While many public health officials and healthcare providers view reducing sodium intake as the primary strategy to lower blood pressure, a 2010 expert Roundtable indicates that strategies that encourage lifestyle modifications could yield better results, concludes an article published today in the peer-reviewed journal Nutrition Today.
In 2010, IFIC convened a Roundtable discussion with 10 leaders in the fields of chronic disease, food science, nutrition, communications, public health and public policy to discuss a comprehensive diet and lifestyle approach to blood pressure management. The experts agreed that meeting government sodium intake recommendations (1500 mg/d) is challenging, but emphasizing a holistic approach that focuses on positive messaging and strategies like weight management, eating more fruits and vegetables, engaging in physical activity and moderating alcohol intake is needed to manage high blood pressure and reduce the risk of cardiovascular disease.

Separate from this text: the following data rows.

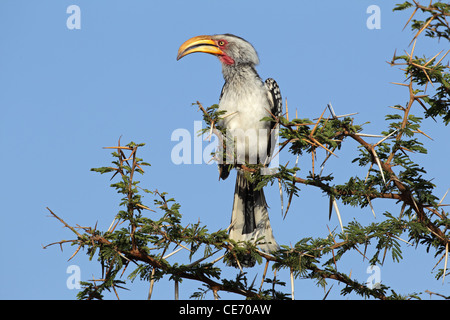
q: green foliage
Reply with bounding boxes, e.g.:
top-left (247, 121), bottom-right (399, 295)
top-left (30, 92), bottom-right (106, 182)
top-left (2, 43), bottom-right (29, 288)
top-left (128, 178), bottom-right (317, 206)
top-left (50, 1), bottom-right (450, 299)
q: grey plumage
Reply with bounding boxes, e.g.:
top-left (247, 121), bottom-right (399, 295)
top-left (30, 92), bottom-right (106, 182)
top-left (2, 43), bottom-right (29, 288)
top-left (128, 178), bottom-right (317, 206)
top-left (216, 35), bottom-right (282, 267)
top-left (177, 34), bottom-right (282, 267)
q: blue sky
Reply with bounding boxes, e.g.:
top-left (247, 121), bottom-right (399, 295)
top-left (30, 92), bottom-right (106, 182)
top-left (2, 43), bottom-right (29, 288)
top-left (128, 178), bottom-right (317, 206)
top-left (0, 0), bottom-right (450, 299)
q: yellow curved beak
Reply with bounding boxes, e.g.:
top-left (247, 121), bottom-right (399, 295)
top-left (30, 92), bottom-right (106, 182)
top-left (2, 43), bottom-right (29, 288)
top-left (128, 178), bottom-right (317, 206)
top-left (177, 36), bottom-right (224, 60)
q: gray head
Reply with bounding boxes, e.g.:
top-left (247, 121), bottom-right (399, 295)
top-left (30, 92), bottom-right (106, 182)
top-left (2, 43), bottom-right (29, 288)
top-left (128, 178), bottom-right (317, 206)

IFIC attitudinal research in 2009 and 2011 also revealed that consumers had a low level of awareness and concern about sodium intake.
The article, Blood Pressure Management: Communicating Comprehensive Lifestyle Strategies Beyond Sodium, presents a summary of the Roundtable discussion and selected results from the 2011 IFIC consumer research on concerns, perceptions, and actions taken toward sodium.
According to lead author, Kathryn M. Kolasa, PhD, RD, LDN, professor emeritus, Brody School of Medicine at East Carolina University, "Almost one in three adults in America suffers from hypertension, so finding ways to reduce blood pressure is an important public health goal. While reducing sodium is an important factor in managing high blood pressure, for some individuals, it isn't the only factor that should be considered."
"Our consumer research indicates that sodium reduction isn't always the lifestyle change that consumers feel they can be most successful in achieving initially," said article co-author Marianne Smith-Edge, MS, RD, FADA, IFIC senior vice president for nutrition and food safety. "That's why it is so critical to communicate more comprehensively about all factors known to positively affect blood pressure to give consumers the best opportunity for long term success."